这个Cuda扫描内核是仅在单个块内还是在多个块内工作？

Question

I am doing a homework and have been given a Cuda kernel that performs a primitive scan operation. From what I can tell this kernel will only do a scan of the data if a single block is used (because of the int id = threadInx.x ). Is this true?

//Hillis & Steele: Kernel Function
//Altered by Jake Heath, October 8, 2013 (c)
// - KD: Changed input array to be unsigned ints instead of ints
__global__ void scanKernel(unsigned int *in_data, unsigned int *out_data, size_t numElements)
{
    //we are creating an extra space for every numElement so the size of the array needs to be 2*numElements
    //cuda does not like dynamic array in shared memory so it might be necessary to explicitly state
    //the size of this mememory allocation
    __shared__ int temp[1024 * 2];

    //instantiate variables
    int id = threadIdx.x;
    int pout = 0, pin = 1;

    // // load input into shared memory. 
    // // Exclusive scan: shift right by one and set first element to 0
    temp[id] = (id > 0) ? in_data[id - 1] : 0;
    __syncthreads();


    //for each thread, loop through each of the steps
    //each step, move the next resultant addition to the thread's 
    //corresponding space to manipulted for the next iteration
    for (int offset = 1; offset < numElements; offset <<= 1)
    {
        //these switch so that data can move back and fourth between the extra spaces
        pout = 1 - pout;
        pin = 1 - pout;

        //IF: the number needs to be added to something, make sure to add those contents with the contents of 
        //the element offset number of elements away, then move it to its corresponding space
        //ELSE: the number only needs to be dropped down, simply move those contents to its corresponding space
        if (id >= offset)
        {
            //this element needs to be added to something; do that and copy it over
            temp[pout * numElements + id] = temp[pin * numElements + id] + temp[pin * numElements + id - offset];
        }
        else
        {
            //this element just drops down, so copy it over
            temp[pout * numElements + id] = temp[pin * numElements + id];
        }
        __syncthreads();
    }

    // write output
    out_data[id] = temp[pout * numElements + id];
}

I would like to modify this kernel to work across multiple blocks, I want it to be as simple as changing the int id... to int id = threadIdx.x + blockDim.x * blockIdx.x . But the shared memory is only within the block, meaning the scan kernels across blocks cannot share the proper information.

Answer 1

From what I can tell this kernel will only do a scan of the data if a single block is used (because of the int id = threadInx.x). Is this true?

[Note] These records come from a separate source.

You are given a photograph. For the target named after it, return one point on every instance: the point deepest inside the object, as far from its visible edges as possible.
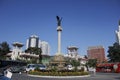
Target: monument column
(59, 30)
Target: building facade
(32, 41)
(45, 48)
(118, 34)
(96, 52)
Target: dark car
(17, 69)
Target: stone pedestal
(58, 62)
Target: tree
(35, 50)
(114, 53)
(75, 63)
(92, 63)
(4, 49)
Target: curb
(59, 76)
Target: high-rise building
(72, 51)
(33, 41)
(96, 52)
(45, 48)
(118, 34)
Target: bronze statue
(58, 20)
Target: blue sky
(85, 22)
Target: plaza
(98, 76)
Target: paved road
(98, 76)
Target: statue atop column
(59, 20)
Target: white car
(70, 67)
(30, 67)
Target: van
(32, 67)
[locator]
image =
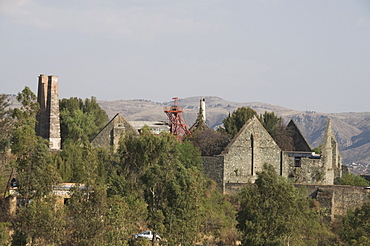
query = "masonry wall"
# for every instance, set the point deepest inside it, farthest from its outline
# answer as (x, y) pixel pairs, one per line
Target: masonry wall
(311, 171)
(337, 199)
(248, 152)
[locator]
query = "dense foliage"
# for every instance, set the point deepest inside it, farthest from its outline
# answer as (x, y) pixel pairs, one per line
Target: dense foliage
(356, 226)
(151, 182)
(80, 120)
(208, 141)
(234, 122)
(273, 212)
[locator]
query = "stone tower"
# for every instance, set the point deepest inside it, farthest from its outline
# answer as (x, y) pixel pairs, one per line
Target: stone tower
(48, 126)
(200, 122)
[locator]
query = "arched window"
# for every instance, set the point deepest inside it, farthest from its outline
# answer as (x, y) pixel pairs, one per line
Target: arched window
(252, 155)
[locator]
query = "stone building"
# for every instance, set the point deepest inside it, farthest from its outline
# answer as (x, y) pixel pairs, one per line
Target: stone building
(110, 134)
(48, 122)
(253, 146)
(200, 123)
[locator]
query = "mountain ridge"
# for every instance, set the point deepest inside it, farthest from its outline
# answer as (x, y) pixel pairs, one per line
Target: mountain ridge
(352, 129)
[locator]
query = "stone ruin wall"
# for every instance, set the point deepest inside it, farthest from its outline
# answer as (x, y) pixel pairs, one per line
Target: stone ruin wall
(238, 158)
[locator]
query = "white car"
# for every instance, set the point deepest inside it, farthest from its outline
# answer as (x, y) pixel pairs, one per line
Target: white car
(147, 235)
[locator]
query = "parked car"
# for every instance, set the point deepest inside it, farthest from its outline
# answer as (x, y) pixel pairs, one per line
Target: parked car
(147, 235)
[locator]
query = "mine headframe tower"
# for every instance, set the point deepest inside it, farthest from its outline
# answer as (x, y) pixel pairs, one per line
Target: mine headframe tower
(178, 126)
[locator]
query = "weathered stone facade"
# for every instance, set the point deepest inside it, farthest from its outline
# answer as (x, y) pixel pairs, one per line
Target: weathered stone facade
(109, 136)
(336, 199)
(48, 121)
(253, 146)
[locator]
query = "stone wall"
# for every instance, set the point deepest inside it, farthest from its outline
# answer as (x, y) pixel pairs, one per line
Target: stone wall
(48, 120)
(337, 199)
(246, 154)
(109, 136)
(213, 167)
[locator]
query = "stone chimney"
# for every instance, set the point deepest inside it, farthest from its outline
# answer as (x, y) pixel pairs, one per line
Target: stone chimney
(48, 126)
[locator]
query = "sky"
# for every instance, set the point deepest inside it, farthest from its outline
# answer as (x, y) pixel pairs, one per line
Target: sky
(304, 55)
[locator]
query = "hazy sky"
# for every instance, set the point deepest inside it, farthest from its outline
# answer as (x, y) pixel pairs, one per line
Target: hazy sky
(304, 55)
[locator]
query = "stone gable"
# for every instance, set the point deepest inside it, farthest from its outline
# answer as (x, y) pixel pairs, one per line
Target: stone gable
(109, 136)
(253, 147)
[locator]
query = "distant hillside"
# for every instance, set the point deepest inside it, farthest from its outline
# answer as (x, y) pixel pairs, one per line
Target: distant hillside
(352, 129)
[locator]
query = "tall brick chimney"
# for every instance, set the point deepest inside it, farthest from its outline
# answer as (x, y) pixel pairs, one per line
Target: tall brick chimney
(48, 126)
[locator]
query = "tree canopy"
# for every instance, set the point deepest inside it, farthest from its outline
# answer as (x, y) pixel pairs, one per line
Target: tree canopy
(80, 120)
(234, 122)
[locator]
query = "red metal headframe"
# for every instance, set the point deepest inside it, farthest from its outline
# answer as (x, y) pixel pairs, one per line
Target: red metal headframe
(178, 126)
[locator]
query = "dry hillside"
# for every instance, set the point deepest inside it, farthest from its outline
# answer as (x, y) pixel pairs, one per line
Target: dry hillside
(352, 129)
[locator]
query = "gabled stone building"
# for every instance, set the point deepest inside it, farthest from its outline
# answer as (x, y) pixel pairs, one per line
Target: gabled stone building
(253, 146)
(110, 134)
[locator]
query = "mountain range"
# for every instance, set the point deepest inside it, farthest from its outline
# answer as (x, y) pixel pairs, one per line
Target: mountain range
(352, 129)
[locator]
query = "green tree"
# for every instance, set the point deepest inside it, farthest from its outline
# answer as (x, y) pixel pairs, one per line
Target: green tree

Not exactly. This kernel will work regardless of how many blocks you launch, but all blocks will fetch the same input and compute the same output, because of how id is calculated:

int id = threadIdx.x;

This id is independant of blockIdx , and therefore identical across blocks, no matter their number.

---

If I were to make a multi-block version of this scan without changing too much code, I would introduce an auxilliary array to store the per-block sums. Then, run a similar scan on that array, calculating per-block increments. Finally, run a last kernel to add those per-block increments to the block elements. If memory serves there is a similar kernel in the CUDA SDK samples.

Since Kepler the above code could be rewritten much more efficiently, notably through the use of __shfl . Additionally, changing the algorithm to work per-warp rather than per-block would get rid of the __syncthreads and may improve performance. A combination of both these improvements would allow you to get rid of shared memory and work only with registers for maximal performance.